I think it was my friend Josh who first sent me a link to the tantalizing foulness of The Human Centipede (First Sequence), but I can’t be sure. He’s a diabolical sumbitch and I would expect nothing less than for him to have gleefully despoiled my subconscious with the terrible promises of this film after having done the same to his own. That said, I may have stumbled it by other means.

This delightful poster (which gives quite a bit away) was brought to my attention by my friend James. It’s from the online store Mondo.

At any rate, once I was introduced to mere reviews of this new horror flick, it got under my skin like the burrowing larva of some fiendish parasite and it has resided there ever since; worming its way to my back-brain and chilling the blood as it goes. Reading up on the premise and execution of the story recently provoked genuine feelings of disgust and left me quite unsettled. At the same time, however, I maintain a certain pride in my transgressive tastes and so I began to convince myself that it was my duty to watch this film, to man the fuck up and square off against it. On a recent weekend trip I mischievously opted to share the viral, puke-on-your-soul effect of telling other people about it and seem to have succeeded in ruining their day with the disturbing details. A few of them are now as similarly haunted as me, though they do not share my sense of personal obligation of having to watch the film to see how bad it really is. Sounds like they’re happy to just leave it alone.*

I’m going to leave it up to you folks to research this film on your own if you haven’t already heard anything about it. Here are two reviews – from Devin Faraci (CHUD) and Roger Ebert, respectively. Needless to say, I haven’t felt this kind of thrill and anticipation for a film in a long time, not because I think it’s going to be amazing, but precisely because I don’t know if I’ll be able to handle it. That’s the challenge that true horror films are supposed to put in front of you and I couldn’t be more pleased to be all a-quiver before the looming threat of The Human Centipede.

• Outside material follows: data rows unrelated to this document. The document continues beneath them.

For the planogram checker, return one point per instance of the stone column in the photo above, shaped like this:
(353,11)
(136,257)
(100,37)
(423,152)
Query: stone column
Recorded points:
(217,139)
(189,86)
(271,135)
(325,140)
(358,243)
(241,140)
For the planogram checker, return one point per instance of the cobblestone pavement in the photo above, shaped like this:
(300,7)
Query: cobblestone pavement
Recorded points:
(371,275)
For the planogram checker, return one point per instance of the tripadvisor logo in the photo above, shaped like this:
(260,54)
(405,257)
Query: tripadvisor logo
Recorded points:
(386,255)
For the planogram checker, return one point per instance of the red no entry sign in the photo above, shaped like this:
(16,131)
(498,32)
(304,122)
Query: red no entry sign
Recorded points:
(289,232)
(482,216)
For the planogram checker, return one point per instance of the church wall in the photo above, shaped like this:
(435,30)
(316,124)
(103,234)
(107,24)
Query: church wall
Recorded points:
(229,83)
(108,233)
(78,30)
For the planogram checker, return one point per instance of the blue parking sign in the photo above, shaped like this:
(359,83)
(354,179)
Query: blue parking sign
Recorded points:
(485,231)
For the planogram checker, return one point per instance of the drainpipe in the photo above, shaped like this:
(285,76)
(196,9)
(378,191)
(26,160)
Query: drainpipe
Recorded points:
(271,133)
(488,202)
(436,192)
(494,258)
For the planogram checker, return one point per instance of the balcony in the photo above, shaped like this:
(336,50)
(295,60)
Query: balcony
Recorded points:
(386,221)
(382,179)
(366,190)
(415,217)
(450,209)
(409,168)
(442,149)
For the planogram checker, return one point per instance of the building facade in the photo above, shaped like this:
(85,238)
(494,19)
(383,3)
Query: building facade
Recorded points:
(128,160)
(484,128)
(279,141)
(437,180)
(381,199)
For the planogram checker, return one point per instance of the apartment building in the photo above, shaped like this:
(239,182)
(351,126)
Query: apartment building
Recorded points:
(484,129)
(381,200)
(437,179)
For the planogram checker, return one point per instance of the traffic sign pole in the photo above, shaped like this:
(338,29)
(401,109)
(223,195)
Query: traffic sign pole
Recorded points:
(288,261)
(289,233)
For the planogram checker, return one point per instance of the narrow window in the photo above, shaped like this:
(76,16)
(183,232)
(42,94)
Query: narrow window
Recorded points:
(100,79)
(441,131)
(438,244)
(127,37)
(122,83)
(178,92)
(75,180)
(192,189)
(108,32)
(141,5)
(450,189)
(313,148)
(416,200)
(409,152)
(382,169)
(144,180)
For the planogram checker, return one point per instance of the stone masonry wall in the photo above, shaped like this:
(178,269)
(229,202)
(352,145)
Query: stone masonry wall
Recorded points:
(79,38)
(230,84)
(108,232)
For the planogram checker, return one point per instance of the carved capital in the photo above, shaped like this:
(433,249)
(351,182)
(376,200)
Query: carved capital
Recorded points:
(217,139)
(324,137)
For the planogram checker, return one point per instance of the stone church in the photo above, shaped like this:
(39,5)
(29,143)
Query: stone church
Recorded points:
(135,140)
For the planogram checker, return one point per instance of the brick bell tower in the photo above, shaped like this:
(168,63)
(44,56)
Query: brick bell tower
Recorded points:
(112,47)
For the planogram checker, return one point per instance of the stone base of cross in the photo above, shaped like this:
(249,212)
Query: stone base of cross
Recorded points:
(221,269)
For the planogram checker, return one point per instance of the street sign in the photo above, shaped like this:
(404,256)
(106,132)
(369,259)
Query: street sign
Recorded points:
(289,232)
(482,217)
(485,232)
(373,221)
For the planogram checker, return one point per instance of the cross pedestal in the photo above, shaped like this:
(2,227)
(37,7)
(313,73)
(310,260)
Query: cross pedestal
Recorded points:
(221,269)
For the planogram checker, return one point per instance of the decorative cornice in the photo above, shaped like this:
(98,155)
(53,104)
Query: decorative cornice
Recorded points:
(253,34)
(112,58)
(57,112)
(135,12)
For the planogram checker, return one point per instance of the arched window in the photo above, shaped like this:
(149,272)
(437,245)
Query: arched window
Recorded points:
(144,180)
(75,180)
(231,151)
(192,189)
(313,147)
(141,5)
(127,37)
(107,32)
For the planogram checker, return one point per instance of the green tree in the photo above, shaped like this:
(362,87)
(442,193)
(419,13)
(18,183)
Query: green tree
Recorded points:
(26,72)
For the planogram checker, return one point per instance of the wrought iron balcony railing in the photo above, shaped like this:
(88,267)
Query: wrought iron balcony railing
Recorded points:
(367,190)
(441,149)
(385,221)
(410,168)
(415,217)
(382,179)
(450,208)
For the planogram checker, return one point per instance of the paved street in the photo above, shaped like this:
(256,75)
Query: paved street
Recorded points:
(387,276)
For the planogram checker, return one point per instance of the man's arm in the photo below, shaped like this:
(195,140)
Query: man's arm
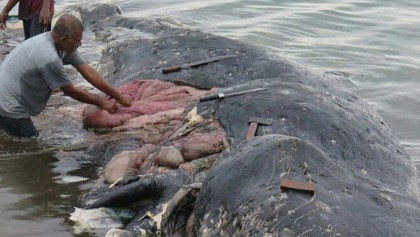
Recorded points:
(5,13)
(94,78)
(86,97)
(45,14)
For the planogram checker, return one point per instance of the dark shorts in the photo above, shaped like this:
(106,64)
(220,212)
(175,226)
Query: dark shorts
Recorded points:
(32,27)
(21,127)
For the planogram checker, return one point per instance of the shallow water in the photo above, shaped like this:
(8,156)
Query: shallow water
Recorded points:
(372,44)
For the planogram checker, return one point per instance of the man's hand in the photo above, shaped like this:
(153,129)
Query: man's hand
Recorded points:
(125,100)
(110,105)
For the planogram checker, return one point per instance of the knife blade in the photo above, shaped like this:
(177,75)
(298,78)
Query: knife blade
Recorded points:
(198,63)
(223,95)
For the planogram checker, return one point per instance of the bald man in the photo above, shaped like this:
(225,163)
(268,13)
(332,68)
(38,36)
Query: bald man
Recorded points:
(35,68)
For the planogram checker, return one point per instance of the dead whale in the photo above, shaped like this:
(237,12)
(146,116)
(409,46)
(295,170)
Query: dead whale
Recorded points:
(322,133)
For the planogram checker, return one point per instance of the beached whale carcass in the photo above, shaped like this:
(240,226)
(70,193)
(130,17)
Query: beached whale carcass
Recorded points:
(321,133)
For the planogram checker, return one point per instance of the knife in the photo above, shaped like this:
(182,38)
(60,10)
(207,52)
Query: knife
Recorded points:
(223,95)
(198,63)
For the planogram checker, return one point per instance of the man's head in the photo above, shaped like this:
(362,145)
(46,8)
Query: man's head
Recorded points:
(67,33)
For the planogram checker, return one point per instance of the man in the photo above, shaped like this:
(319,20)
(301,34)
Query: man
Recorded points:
(35,14)
(30,73)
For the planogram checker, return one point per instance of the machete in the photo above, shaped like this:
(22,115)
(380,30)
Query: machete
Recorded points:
(198,63)
(223,95)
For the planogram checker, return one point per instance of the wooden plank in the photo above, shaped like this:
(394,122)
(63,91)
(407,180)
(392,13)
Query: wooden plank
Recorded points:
(251,130)
(288,184)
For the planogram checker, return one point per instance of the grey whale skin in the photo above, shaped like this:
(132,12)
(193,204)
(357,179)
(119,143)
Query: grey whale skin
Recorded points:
(366,184)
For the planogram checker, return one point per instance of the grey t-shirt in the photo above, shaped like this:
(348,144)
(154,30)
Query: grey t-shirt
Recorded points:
(29,74)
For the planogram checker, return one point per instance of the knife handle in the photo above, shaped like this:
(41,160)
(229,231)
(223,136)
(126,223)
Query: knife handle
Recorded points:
(171,69)
(212,97)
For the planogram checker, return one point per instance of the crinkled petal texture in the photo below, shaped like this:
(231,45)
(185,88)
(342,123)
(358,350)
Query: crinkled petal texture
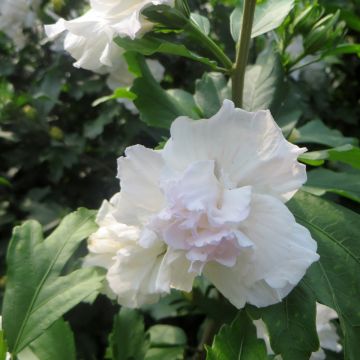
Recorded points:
(211,202)
(90,37)
(14,17)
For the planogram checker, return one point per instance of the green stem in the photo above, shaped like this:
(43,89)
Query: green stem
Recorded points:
(210,45)
(243,46)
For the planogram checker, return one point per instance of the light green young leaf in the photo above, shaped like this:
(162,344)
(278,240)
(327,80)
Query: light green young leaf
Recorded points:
(291,324)
(262,81)
(238,341)
(269,14)
(167,342)
(56,343)
(37,293)
(3,346)
(202,22)
(128,339)
(317,132)
(149,45)
(210,92)
(321,181)
(335,278)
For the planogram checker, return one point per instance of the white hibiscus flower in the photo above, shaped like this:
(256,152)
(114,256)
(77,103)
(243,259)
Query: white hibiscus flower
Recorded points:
(328,337)
(16,15)
(211,202)
(89,38)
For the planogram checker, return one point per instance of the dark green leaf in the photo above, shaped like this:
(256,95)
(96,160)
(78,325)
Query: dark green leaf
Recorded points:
(346,154)
(149,45)
(211,90)
(36,295)
(269,14)
(56,343)
(237,341)
(166,335)
(317,132)
(202,22)
(321,181)
(291,325)
(128,339)
(335,278)
(159,107)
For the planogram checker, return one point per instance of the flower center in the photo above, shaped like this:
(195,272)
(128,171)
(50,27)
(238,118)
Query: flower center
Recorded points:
(202,217)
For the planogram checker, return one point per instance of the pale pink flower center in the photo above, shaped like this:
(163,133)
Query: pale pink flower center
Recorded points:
(202,218)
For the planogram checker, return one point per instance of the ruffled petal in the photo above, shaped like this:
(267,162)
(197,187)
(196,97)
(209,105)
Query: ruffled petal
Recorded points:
(283,250)
(139,174)
(248,148)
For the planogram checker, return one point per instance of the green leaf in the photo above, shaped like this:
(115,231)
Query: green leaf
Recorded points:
(37,293)
(128,339)
(56,343)
(335,278)
(269,14)
(159,107)
(166,335)
(237,341)
(3,346)
(5,182)
(343,49)
(292,324)
(120,93)
(317,132)
(346,154)
(173,353)
(202,22)
(149,45)
(321,181)
(210,92)
(167,342)
(262,81)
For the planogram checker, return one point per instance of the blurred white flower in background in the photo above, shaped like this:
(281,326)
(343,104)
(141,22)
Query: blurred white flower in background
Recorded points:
(211,202)
(328,337)
(89,38)
(15,16)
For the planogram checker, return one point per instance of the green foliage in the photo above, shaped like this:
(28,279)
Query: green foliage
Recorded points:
(345,184)
(262,81)
(56,343)
(60,135)
(334,279)
(210,92)
(128,339)
(291,324)
(269,14)
(37,293)
(169,104)
(238,341)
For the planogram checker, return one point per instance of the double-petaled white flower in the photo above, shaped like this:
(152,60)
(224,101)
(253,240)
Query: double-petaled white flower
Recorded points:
(89,38)
(15,15)
(328,337)
(211,202)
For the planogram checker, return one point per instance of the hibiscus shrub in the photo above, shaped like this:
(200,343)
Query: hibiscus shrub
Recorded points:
(230,226)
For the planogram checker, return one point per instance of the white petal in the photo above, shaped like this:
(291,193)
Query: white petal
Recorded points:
(174,272)
(139,174)
(133,277)
(248,147)
(282,253)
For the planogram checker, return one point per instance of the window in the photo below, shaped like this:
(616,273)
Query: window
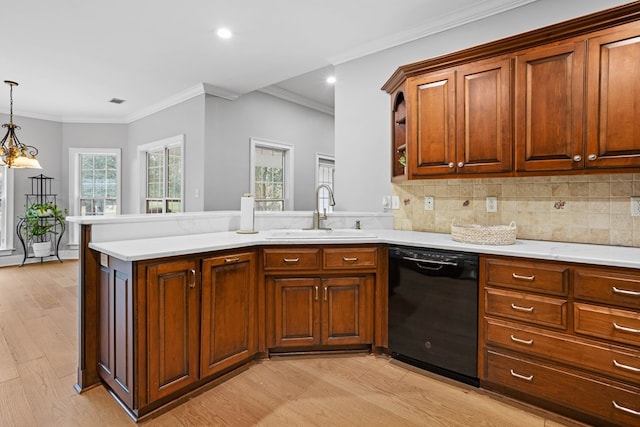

*(SLIGHT SPOILER – I actually suggested to these good people that we should all get together for a Human Centipede party but this caused an unfortunate misunderstanding with my wife who thought I was calling for us all to get together and crawl around with our mouths attached to each other’s arseholes, when I was merely suggesting we watch the film in a group.)



  1. That poster is too fucking cool. I may buy it, then store it in cardboard tube somewhere.

    Man… good luck. It was nice knowing you. I look forward to/dread your review.

    The challenge implied by this movie’s existence is hard not to respond to, as a fellow horror fan, but long ago, after enduring a string of movie’s like Salo and Cannibal Holocaust and Hostel 2, I vowed to turn my back on the ones that went out of their way to disturb me.

    The bar is set ever higher with each one of these types of films that comes out. I can’t imagine the film that will come along and set the bar higher than The Human Centipede.

    You’re the Indiana Jones of horror fanatics.

    And I sent you a message, but it was James who spread this foulness. I tried to protect you all, but he had more devious intentions…

  2. C’mon man, get back in the saddle.

    I don’t really think of myself as a horror fanatic because I have little time for so much of what is produced in that genre. Then again, I liked the Hostel films, loved Antichrist and have an appreciation for classics like The Exorcist, The Shining, etc.

    I guess I don’t dig slasher flicks, that’s the problem. For some reason I wasn’t even into the original Halloween (might check it out again) when I seen it as a teenager but I love Carpenter’s The Thing and Escape From New York.

  3. haha. “Indiana Jones of horror fanatics…” well put. I would say David’s photo album of road kill is evidence of an unusual penchant for gore.

  4. So, despite reassurances from both myself and my wife that this film is not that bad, our friends here in Korea still refuse to watch it. I know my word doesn’t count for shit there (because they’ve told me to my face that they suspect I’m a perverse deviant) but I really thought Kim could talk them round.